Friday 31 October 2008

It tells you something ...

… about the modern media when yesterday's report of an announcement of a £700 million package of new armoured vehicles for the Army gets about a quarter of the space in The Daily Telegraph than a story today about "the launch of a cookery book endorsed by Gordon Ramsay which encourages the Forces to use their rations more imaginatively".

And yes, it does matter. In its own coverage of the equipment issue, The Daily Mail caustically noted: "MoD forced to shell out extra £700million on tougher fighting vehicles after just two years." It then goes on to report that:

The Armed Forces are having to spend a massive £700million on tougher armoured vehicles for troops in Afghanistan - while withdrawing an entire fleet of state-of-the art battlefield vehicles after barely two years of use.

The £1 million Viking amphibious combat vehicle was hailed as a triumph when it first arrived in Helmand Province in 2006, offering unprecedented agility as it swam across rivers and charged over the most rugged terrain, even clambering over ditches and walls.

But in a sign of the increasing ferocity of the fighting against the Taliban, the Viking's armour has proved unable to protect soldiers and Marines from roadside bombs and buried mines, and at least six drivers are understood to have been killed in explosions.
Lacking as it does any institutional memory, however, it will have escaped the Mail's notice that its sister paper, the Mail on Sunday was in October 2006 uncritically applauding the arrival of the Viking in Afghanistan, as indeed did many other newspapers.
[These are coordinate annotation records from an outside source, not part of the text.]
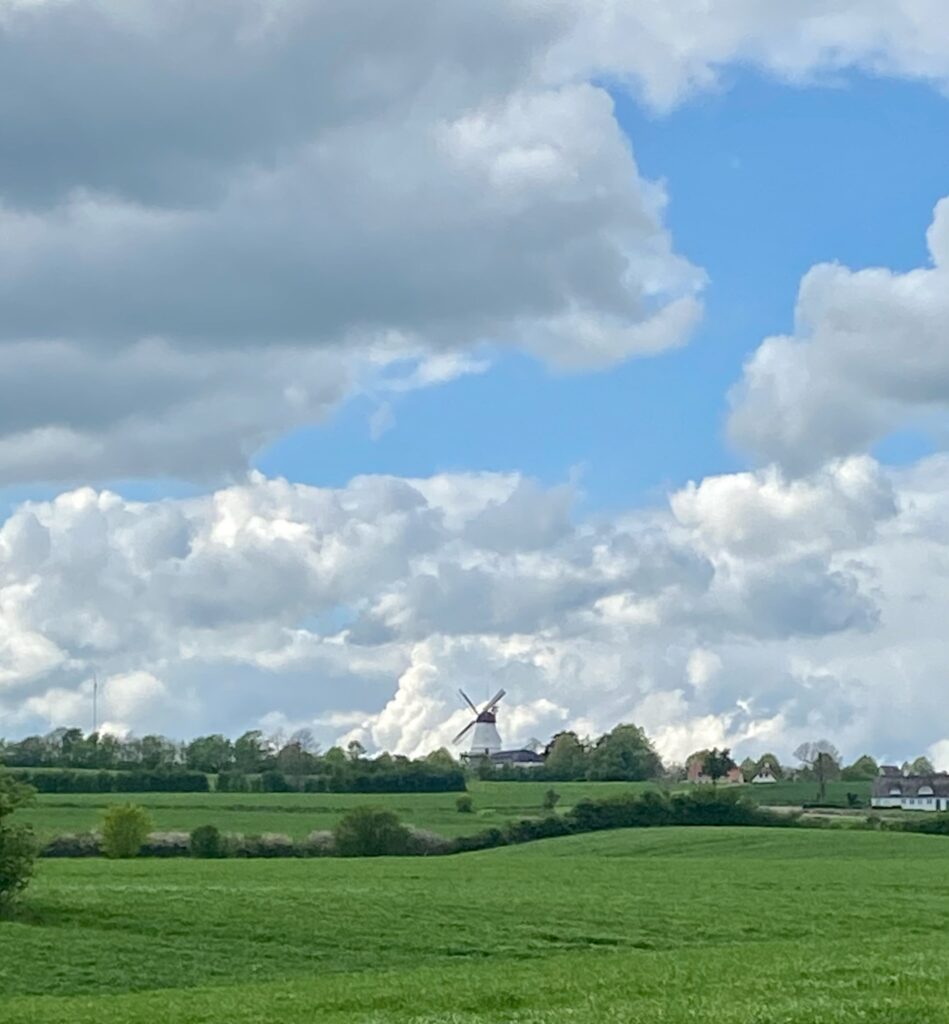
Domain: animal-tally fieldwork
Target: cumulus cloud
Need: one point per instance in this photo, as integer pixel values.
(214, 229)
(257, 229)
(359, 610)
(869, 354)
This we noted in one of our recent posts.

This post, however, is not about defence issues per se. It simply uses this example to point out – once again - that the role of the media is vital to the proper functioning of our democracy, and the maintenance of good governance.

As we pointed out in that earlier post – not without a certain wry bitterness - we had seen right from the start that the Viking was dangerously unsuitable for the theatre to which it had been committed. If we could see it, then the media – with its "experts" and greater resources, to say nothing of its specialist correspondents – should have seen it as well (Some of these, actually, would have written about it but they were not given the space).

Had newspapers reported critically at the time, and then picked up on the growing toll of deaths – now estimated at least six drivers and an unknown number of personnel seriously injured, the MoD may well have sought a replacement much faster than it has. Furthermore, knowing that its choices of equipment were subject to critical – and where the need arose – hostile coverage, it might be more careful in future about the decisions it makes.

When a newspaper, however, gives more coverage to a celebrity cookery book than it does life and death issues, such as the equipment that will keep troops alive (or not), then you know there is something seriously amiss.

This is another aspect of, "Britain's infantile and degenerate political and moral culture," about which Bruno Waterfield wrote so volubly yesterday. He was referring to the Ross Brand affair but, in virtually every walk of life, the trivia, the tat and the superficial takes precedence over more serious and important issues.

Nothing, of course, should be all serious – and there is not only room but need for the lightweight and entertaining, if only as an antidote to the diet of unremitting gloom. But when this overtakes and drives out virtually all our serious news, there is genuine cause for concern.